Trae Elston

No. 36, 35
- Position: Safety

Personal information
- Born: February 16, 1994 (age 32) Anniston, Alabama, U.S.
- Listed height: 6 ft 0 in (1.83 m)
- Listed weight: 203 lb (92 kg)

Career information
- High school: Oxford (Oxford, Alabama)
- College: Ole Miss
- NFL draft: 2016: undrafted

Career history
- New Orleans Saints (2016)*; Tampa Bay Buccaneers (2016)*; Cleveland Browns (2016); Buffalo Bills (2017); Philadelphia Eagles (2017); Buffalo Bills (2017); Miami Dolphins (2017); Philadelphia Eagles (2019)*; New Orleans Saints (2019)*; Houston Roughnecks (2020); Calgary Stampeders (2021); New Jersey Generals (2022–2023);
- * Offseason or practice squad member only

Awards and highlights
- First-team All-SEC (2015);

Career NFL statistics
- Total tackles: 19
- Pass deflections: 1
- Interceptions: 1
- Stats at Pro Football Reference

= Trae Elston =

American gridiron football player (born 1994)
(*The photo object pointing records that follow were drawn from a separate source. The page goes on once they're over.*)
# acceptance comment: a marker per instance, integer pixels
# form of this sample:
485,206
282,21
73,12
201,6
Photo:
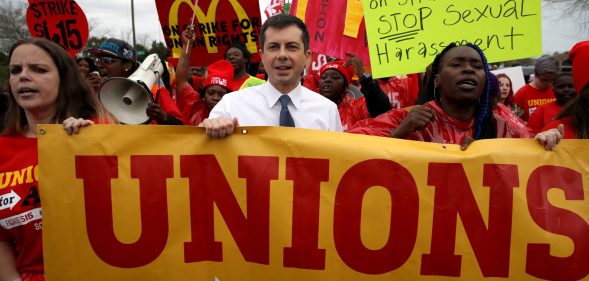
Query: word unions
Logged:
217,33
209,189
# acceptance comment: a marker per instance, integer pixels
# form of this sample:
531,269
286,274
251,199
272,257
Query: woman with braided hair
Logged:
459,109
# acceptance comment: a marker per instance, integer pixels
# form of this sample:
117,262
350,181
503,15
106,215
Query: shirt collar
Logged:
272,95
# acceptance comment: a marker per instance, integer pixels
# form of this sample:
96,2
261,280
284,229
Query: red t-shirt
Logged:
543,115
20,204
528,98
192,106
401,90
443,129
352,111
167,103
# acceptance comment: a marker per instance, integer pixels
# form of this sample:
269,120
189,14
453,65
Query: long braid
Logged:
484,127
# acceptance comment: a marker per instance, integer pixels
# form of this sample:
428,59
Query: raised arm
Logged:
182,70
377,101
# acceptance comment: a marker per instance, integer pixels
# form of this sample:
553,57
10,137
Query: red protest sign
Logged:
335,27
217,23
61,21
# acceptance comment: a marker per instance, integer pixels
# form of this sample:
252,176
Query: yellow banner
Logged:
404,36
269,203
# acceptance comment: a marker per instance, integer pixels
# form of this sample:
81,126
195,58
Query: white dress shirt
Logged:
259,106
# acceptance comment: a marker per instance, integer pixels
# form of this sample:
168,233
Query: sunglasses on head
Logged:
105,60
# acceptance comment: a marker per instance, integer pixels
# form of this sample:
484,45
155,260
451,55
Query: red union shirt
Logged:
20,204
443,129
529,98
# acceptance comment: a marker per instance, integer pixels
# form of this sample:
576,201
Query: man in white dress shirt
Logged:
285,47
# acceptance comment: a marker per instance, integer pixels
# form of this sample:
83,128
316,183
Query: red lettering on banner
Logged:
454,197
152,172
404,216
208,186
307,175
539,262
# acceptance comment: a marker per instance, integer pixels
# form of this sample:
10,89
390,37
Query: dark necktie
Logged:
285,117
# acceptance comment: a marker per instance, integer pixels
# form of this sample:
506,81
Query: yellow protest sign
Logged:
404,36
168,203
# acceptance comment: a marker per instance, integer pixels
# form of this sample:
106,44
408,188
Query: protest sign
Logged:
61,21
275,203
405,35
218,23
335,27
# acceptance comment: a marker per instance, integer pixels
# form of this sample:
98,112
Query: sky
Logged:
112,18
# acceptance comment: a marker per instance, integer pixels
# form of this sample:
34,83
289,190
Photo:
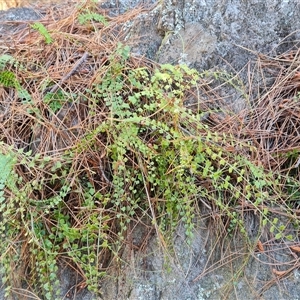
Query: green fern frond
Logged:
6,59
43,31
90,16
8,79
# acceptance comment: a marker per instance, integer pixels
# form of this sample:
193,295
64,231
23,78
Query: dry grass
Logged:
267,134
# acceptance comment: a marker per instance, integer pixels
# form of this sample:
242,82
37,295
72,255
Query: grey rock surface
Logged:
207,35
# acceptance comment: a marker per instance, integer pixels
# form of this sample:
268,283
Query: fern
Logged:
89,16
5,59
8,79
43,31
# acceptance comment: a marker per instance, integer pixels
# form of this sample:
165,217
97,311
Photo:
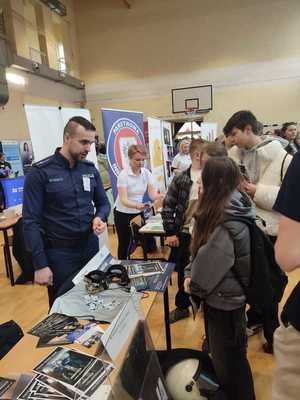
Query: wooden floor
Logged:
27,304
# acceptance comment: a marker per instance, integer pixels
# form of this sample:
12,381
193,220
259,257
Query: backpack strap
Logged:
282,166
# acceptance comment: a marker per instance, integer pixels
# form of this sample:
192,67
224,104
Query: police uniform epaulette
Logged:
88,162
42,163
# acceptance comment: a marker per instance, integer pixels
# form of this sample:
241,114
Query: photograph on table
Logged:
5,384
36,390
78,370
54,325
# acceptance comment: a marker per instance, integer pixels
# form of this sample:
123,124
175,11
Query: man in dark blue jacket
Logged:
64,209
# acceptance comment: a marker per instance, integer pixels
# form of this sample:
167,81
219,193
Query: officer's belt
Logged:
66,243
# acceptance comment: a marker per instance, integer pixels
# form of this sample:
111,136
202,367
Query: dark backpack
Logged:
267,280
10,334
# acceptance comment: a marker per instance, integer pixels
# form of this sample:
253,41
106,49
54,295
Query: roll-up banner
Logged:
121,130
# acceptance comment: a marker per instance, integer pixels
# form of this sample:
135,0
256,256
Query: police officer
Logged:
64,209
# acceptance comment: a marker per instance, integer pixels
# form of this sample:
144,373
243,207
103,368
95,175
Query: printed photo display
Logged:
81,372
5,384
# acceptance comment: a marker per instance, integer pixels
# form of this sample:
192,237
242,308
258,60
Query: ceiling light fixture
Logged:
15,79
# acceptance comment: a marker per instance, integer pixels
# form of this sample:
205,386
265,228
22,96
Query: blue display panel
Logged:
12,191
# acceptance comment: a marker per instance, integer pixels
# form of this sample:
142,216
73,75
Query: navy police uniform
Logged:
59,206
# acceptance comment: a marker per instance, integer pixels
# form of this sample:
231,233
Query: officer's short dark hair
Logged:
240,120
73,123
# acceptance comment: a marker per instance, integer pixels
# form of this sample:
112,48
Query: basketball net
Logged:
191,113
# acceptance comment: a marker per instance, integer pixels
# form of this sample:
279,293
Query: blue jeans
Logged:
66,263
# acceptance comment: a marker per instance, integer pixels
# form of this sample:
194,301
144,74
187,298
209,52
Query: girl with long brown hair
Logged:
220,261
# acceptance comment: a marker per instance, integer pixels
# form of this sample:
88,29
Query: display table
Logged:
5,225
25,356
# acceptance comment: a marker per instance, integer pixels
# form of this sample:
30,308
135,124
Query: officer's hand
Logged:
98,225
142,206
172,241
43,277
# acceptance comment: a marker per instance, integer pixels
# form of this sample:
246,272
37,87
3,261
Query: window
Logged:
62,66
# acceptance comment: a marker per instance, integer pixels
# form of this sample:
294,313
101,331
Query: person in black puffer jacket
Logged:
221,259
178,208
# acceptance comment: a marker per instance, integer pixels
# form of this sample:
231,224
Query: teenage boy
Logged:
287,337
263,162
179,206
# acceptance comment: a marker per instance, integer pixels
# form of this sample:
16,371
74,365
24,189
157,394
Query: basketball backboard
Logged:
196,97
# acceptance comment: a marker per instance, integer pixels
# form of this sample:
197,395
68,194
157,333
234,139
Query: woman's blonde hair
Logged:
183,143
136,148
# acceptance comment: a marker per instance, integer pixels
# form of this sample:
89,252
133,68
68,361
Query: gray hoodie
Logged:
212,278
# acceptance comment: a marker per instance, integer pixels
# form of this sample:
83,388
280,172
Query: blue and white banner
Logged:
11,149
121,130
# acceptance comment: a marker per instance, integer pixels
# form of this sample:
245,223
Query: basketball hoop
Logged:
191,112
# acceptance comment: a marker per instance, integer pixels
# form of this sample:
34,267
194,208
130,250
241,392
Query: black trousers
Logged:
269,318
181,256
226,332
122,224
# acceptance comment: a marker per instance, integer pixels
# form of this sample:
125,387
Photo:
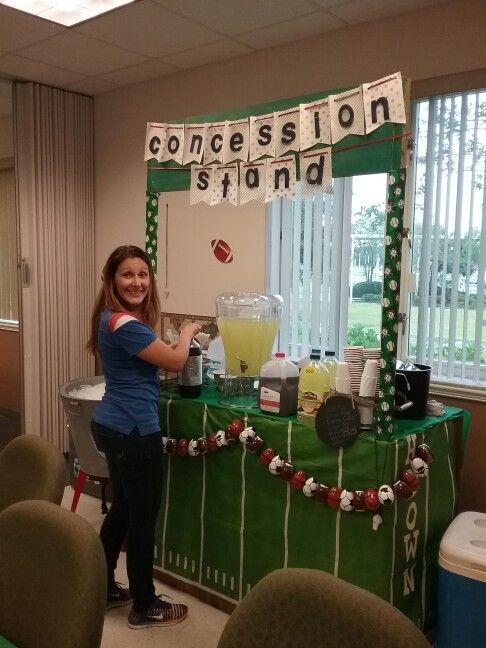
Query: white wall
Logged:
446,39
194,275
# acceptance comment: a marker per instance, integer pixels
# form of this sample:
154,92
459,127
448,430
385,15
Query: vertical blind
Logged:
448,319
309,267
54,144
9,312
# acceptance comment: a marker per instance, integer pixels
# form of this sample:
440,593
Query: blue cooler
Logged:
462,583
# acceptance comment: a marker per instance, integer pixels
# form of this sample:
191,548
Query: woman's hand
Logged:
191,329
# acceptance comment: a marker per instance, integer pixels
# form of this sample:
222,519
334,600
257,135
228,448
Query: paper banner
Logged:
252,181
236,141
224,187
201,184
315,124
154,141
383,102
174,143
262,140
347,114
287,131
194,135
213,146
316,172
280,178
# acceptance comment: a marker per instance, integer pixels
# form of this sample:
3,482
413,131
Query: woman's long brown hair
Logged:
109,298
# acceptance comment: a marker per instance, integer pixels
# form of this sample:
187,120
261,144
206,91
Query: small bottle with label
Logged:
189,378
279,380
314,386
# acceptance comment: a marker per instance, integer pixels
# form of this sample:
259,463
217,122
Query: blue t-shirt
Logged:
132,385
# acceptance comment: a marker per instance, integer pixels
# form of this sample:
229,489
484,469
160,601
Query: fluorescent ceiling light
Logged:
65,12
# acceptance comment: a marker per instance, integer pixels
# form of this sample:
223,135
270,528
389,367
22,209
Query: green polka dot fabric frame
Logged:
384,414
151,227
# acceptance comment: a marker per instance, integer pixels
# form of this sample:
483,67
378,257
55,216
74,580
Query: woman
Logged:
126,426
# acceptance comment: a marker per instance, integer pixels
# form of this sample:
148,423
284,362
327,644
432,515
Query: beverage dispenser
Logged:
248,323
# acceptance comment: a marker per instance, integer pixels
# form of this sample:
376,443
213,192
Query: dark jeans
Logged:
135,465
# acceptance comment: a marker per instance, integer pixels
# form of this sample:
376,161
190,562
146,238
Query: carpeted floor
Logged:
201,629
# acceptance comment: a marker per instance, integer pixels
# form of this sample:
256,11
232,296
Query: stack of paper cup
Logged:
367,389
343,381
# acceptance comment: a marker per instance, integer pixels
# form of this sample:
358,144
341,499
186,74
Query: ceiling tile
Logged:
292,30
18,29
24,69
328,4
148,29
233,17
360,11
81,54
91,86
223,49
140,72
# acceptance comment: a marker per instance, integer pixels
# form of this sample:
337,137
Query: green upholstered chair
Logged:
31,468
52,578
307,608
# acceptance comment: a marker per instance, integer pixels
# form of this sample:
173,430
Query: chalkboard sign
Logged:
337,422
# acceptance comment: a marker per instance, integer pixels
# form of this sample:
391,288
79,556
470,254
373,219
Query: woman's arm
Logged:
169,357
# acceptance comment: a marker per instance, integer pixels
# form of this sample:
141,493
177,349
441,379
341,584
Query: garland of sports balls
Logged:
336,498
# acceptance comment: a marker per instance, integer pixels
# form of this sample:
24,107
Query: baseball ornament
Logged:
246,435
386,495
347,500
221,439
419,467
275,464
298,480
222,251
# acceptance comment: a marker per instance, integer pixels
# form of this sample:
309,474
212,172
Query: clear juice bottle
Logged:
314,385
331,365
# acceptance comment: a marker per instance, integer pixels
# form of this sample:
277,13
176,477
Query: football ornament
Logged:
222,251
347,500
419,467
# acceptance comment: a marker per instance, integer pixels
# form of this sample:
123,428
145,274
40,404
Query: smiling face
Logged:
132,281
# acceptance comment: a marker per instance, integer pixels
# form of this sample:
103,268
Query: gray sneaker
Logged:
160,613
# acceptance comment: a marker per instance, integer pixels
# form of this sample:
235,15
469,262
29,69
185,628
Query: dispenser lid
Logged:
463,546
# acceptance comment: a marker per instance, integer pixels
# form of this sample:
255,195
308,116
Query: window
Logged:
325,254
8,251
326,260
447,315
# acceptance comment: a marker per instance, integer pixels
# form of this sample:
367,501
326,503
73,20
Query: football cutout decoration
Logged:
222,250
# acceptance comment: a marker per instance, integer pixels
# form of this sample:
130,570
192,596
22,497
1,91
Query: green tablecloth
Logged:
5,643
226,521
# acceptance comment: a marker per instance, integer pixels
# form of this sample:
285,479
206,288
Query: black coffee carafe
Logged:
411,390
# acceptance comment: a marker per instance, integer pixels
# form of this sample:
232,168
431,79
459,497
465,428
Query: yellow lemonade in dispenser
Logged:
247,343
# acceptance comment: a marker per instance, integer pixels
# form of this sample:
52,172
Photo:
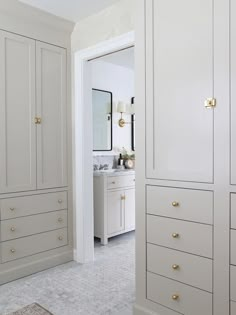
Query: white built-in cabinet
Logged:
186,157
114,204
35,197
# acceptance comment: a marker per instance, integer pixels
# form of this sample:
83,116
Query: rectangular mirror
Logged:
102,120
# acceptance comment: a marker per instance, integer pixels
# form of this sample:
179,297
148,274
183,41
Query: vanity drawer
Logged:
189,269
29,205
31,245
177,296
120,181
20,227
188,237
185,204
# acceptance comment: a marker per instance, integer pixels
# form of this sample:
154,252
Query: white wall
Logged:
120,81
112,22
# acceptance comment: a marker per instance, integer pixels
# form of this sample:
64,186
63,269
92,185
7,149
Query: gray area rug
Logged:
33,309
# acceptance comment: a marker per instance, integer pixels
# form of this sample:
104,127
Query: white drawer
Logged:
190,237
189,269
114,182
232,308
31,245
233,283
29,205
20,227
233,211
189,301
233,247
185,204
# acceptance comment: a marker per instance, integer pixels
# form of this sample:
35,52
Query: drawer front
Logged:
29,205
233,211
20,227
233,283
232,308
186,204
31,245
188,237
177,296
189,269
120,181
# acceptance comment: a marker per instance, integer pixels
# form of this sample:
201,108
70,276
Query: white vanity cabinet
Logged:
114,204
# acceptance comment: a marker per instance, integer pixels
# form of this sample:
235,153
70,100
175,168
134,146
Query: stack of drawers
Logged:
32,224
233,255
180,249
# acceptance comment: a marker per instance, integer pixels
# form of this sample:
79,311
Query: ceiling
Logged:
73,10
124,58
Trae Elston (born February 16, 1994) is an American former professional football player who was a safety in the National Football League (NFL). The All-American played college football for the Ole Miss Rebels. Elston was a member of the 2017 Super Bowl-winning Philadelphia Eagles.

==Professional career==
===New Orleans Saints===
Elston was signed by the New Orleans Saints as an undrafted free agent on May 2, 2016. He was released on September 3, 2016.

===Tampa Bay Buccaneers===
Elston was signed to the Buccaneers' practice squad on October 17, 2016. He was released on November 15, 2016.

===Cleveland Browns===
On December 7, 2016, Elston was signed to the Cleveland Browns' active roster. He was waived on December 21, 2016, and was re-signed to the practice squad. He signed a reserve/future contract with the Browns on January 2, 2017.

On April 20, 2017, Elston was waived by the Browns.

===Buffalo Bills===
On April 21, 2017, Elston was claimed off waivers by the Buffalo Bills. He was waived on September 19, 2017.

===Philadelphia Eagles===
On September 20, 2017, Elston was claimed off waivers by the Philadelphia Eagles. He was waived by the Eagles on September 30, 2017.

===Buffalo Bills (second stint)===
On October 3, 2017, Elston was signed by the Bills.

Elston made his first career NFL start against the Oakland Raiders on October 29, 2017. In that game, Elston recorded his first career interception by picking off Raiders quarterback Derek Carr late in the 4th quarter and led all defensive players with a career high 11 tackles (8 solo). The Bills won the game 34–14. On December 28, 2017, Elston was waived by the Bills.

===Miami Dolphins===
On December 29, 2017, Elston was claimed off waivers by the Miami Dolphins. He was waived on September 1, 2018.

===Philadelphia Eagles (second stint)===
On June 5, 2019, Elston signed with the Philadelphia Eagles. He was waived during final roster cuts on August 30, 2019.

===New Orleans Saints (second stint)===
On October 23, 2019, Elston was signed to the New Orleans Saints practice squad. He was released on November 20, 2019.

===Houston Roughnecks===
Elston was selected in the third round during phase four in the 2020 XFL Draft by the Houston Roughnecks. He was placed on injured reserve on January 30, 2020. He had his contract terminated when the league suspended operations on April 10, 2020.

===Calgary Stampeders===
Elston signed with the Calgary Stampeders of the CFL on January 25, 2021.

===New Jersey Generals===
Elston was selected in the 9th round of the 2022 USFL draft by the New Jersey Generals. He was transferred to the team's practice squad on April 14, 2022, and moved to the active roster on April 16. He was ruled inactive for the team's game against the New Orleans Breakers on May 14. He was transferred back to the active roster on May 20.

Elston was placed on injured reserve on May 31, 2023. The Generals folded when the XFL and USFL merged to create the United Football League (UFL).